Cumhurbaşkanı ve AK Parti Genel Başkanı Erdoğan, partisinin Manisa 8. Olağan İl Kongresi'nde konuştu: (2)
Cumhurbaşkanı ve AK Parti Genel Başkanı Recep Tayyip Erdoğan, "CHP'nin normalleşmesine ne yazık ki fırsat vermediler.
Cumhurbaşkanı ve AK Parti Genel Başkanı Recep Tayyip Erdoğan, "CHP'nin normalleşmesine ne yazık ki fırsat vermediler.
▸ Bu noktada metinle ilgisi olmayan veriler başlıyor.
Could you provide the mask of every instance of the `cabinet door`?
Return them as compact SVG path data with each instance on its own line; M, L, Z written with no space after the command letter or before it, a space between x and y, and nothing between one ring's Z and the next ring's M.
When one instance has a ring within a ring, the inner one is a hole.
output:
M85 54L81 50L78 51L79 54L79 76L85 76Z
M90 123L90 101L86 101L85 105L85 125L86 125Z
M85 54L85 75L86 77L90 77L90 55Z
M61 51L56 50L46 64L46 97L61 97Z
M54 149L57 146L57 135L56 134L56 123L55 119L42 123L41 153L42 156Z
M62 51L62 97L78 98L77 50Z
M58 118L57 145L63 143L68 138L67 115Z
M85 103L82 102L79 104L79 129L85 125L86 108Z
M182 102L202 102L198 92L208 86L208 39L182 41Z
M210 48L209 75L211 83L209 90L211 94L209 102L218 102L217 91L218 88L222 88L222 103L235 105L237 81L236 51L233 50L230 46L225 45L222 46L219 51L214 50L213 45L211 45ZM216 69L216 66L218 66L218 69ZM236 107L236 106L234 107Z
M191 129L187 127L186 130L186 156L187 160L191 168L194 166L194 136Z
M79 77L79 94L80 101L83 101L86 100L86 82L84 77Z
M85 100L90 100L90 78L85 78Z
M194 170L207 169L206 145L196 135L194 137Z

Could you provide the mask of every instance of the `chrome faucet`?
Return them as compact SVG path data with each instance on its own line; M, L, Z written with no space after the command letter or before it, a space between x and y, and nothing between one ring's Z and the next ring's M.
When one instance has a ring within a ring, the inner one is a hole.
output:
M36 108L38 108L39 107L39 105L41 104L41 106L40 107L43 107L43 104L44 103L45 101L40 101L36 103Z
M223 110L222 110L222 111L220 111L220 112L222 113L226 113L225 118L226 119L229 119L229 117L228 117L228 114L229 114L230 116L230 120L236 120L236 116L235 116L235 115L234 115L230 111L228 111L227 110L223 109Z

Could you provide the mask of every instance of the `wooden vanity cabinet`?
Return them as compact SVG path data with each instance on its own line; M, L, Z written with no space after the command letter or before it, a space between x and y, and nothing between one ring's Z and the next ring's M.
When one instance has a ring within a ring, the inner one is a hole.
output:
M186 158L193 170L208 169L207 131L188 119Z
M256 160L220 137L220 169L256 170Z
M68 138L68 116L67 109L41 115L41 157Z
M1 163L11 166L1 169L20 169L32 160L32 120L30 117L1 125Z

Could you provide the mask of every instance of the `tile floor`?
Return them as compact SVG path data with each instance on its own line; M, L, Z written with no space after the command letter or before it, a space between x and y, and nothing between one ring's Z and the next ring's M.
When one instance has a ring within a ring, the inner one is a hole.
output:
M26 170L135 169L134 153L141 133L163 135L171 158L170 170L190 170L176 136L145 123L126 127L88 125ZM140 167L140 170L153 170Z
Daha sonra eskisinden daha büyük bir savrulma yaşadılar." dedi.
Erdoğan, Muradiye Spor Salonu'nda düzenlenen AK Parti Manisa 8. Olağan İl Kongresi'ne katıldı.
CHP'lilerin eski genel başkanlarını bir ara yere göğe sığdıramadıklarını söyleyen Erdoğan, "'Gandi Kemal', 'Gençlerin demokrat amcası' diyerek pohpohluyorlar, sürekli övgü yağmuruna tutuyorlardı. Ama ne olduysa Türkiye'yi kurtaracak adam dedikleri Bay Kemal'i bir günde istenmeyen adam ilan ettiler. 14-28 Mayıs seçimlerindeki hezimetin bütün faturasını Bay Kemal'e çıkartıp, şaibeli bir kurultayla CHP genel merkezinden kendisini tehcir ettiler. Birkaç ay öncesine kadar 85 milyonu yönetmeye layık gördükleri şahsı CHP'nin başına layık görmediler. Şimdi ne kapısını çalan var ne fikirlerini merak eden var." diye konuştu.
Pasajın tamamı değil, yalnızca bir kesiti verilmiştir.